Nullification and secession were hot-button issues in the 19th century . . . and seemingly still are today. As power in Washington, D.C. oscillates from one party to the other, the elements in the ousted faction often saber rattles about secession and nullification.
With this in mind, it may be interesting to some to read about how Jefferson Davis, President of the Confederate States, defined the two concepts.
August Glen-James, editor
Secession, on the other hand, was the assertion of the inalienable right of a people to change their government, whenever it ceased to fulfill the purpose for which it was ordained and established.
A little consideration of these plain and irrefutable truths [i.e., essentially, argued Davis, that a citizen owes paramount allegiance to the state, in its corporate capacity, in which (s)he resides--editor] would show how utterly unworthy and false are the vulgar taunts which attribute “treason” to those who, in the late secession of the Southern states, were loyal to the only sovereign entitled to their allegiance, and which still more absurdly prate of the violation of oaths to support “the government,” an oath which nobody ever could have been legally required to take, and which must have been ignorantly confounded with the prescribed oath to support the Constitution.

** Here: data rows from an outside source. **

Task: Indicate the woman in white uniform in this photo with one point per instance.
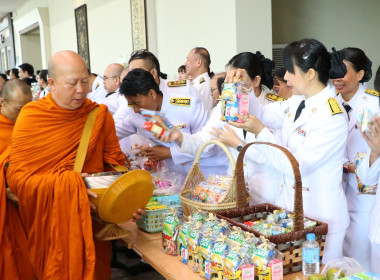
(262, 183)
(350, 69)
(369, 172)
(315, 131)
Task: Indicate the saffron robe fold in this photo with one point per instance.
(14, 260)
(53, 199)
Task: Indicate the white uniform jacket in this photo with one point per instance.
(98, 92)
(188, 119)
(263, 181)
(355, 144)
(371, 176)
(202, 85)
(113, 101)
(317, 139)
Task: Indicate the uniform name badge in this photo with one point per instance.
(301, 131)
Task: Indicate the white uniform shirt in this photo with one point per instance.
(98, 92)
(355, 144)
(317, 139)
(202, 85)
(189, 119)
(371, 176)
(264, 182)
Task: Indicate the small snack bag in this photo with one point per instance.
(205, 250)
(170, 233)
(193, 247)
(218, 256)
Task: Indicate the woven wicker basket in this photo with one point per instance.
(290, 244)
(237, 195)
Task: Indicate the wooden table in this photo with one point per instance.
(149, 247)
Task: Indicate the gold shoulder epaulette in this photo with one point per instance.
(372, 92)
(334, 106)
(179, 83)
(274, 98)
(180, 101)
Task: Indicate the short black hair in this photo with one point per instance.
(308, 54)
(359, 61)
(15, 72)
(44, 75)
(138, 82)
(148, 58)
(26, 67)
(255, 65)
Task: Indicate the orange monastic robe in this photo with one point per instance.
(14, 261)
(53, 200)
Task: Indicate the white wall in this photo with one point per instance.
(109, 29)
(338, 23)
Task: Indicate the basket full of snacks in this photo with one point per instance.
(285, 229)
(215, 194)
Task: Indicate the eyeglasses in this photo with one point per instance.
(106, 78)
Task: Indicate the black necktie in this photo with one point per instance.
(299, 109)
(110, 93)
(348, 109)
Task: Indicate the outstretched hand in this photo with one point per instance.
(250, 123)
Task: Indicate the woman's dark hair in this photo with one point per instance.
(359, 61)
(308, 54)
(15, 72)
(255, 65)
(138, 82)
(26, 67)
(150, 59)
(219, 83)
(280, 74)
(44, 75)
(182, 69)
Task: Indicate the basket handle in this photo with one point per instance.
(221, 145)
(298, 205)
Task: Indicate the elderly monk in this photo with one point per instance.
(53, 198)
(14, 260)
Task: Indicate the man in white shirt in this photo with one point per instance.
(198, 69)
(111, 82)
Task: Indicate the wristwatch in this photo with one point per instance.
(240, 146)
(346, 168)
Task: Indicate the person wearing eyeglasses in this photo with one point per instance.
(350, 69)
(13, 240)
(111, 82)
(198, 70)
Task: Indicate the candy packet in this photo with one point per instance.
(205, 249)
(170, 231)
(218, 255)
(183, 236)
(193, 247)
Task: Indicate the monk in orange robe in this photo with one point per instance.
(53, 198)
(14, 260)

Nullification and secession are often erroneously treated as if they were one and the same thing. It is true that both ideas spring from the sovereign right of a state to interpose for the protection of its own people, but they are altogether unlike as to both their extent and the character of the means to be employed. The first was a temporary expedient, intended to restrain action until the question at issue could be submitted to a convention of the states. It was a remedy which its supporters sought to apply within the Union, a means to avoid the last resort—separation. If the application for a convention should fail, or if the state making it should suffer an adverse decision, the advocates of that remedy have not revealed what they proposed as the next step—supposing the infraction of the compact to have been of that character which, according to Webster, dissolved it.

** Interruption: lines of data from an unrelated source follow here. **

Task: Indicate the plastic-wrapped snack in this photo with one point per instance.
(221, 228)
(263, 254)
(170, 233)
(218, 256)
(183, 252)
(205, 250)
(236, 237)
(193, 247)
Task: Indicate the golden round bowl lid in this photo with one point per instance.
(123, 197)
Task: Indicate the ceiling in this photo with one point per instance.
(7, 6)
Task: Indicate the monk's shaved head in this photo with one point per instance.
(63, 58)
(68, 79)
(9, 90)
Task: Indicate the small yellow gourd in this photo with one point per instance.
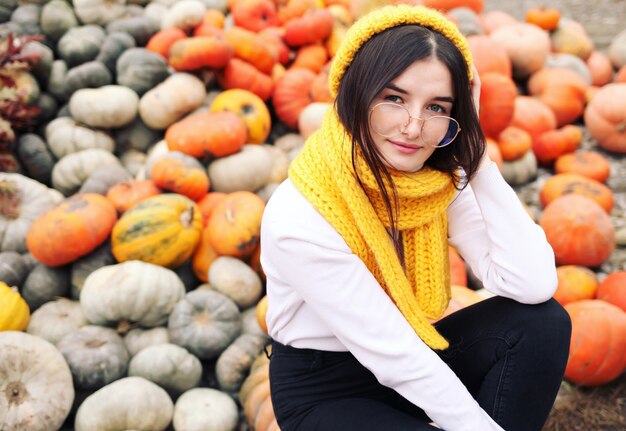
(14, 313)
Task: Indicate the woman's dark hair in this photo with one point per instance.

Secession, on the other hand, was the assertion of the inalienable right of a people to change their government, whenever it ceased to fulfill the purpose for which it was ordained and established. Under our form of government, and the cardinal principles upon which it was founded, it should have been a peaceful remedy. The withdrawal of a state from league has no revolutionary or insurrectionary characteristic. The government of the state remains unchanged as to all internal affairs. It is only its external or confederate relations that are altered. To term this action of a sovereign a “rebellion,” is a gross abuse of language. So is the flippant phrase which speaks of it as an appeal to the “arbitrament of the sword.” In the late contest, in particular, there was no appeal by the seceding states to the arbitrament of arms. There was on their part no invitation nor provocation to war. They stood in an attitude of self-defence, and were attacked for merely exercising a right guaranteed by the original terms of the compact. They neither tendered nor accepted any challenge to the wager of battle. The man who defends his house against attack cannot with any propriety be said to have submitted the question of his right to it to the arbitrament of arms.
Two moral obligations or restrictions upon a seceding state certainly exist: in the first place, not to break up the partnership without good and sufficient cause; in the second, to make an equitable settlement with former associates, and, as fare as may be, to avoid the infliction of loss or damage upon any of them. Neither of these obligations was violated or neglected by the Southern states in their secession.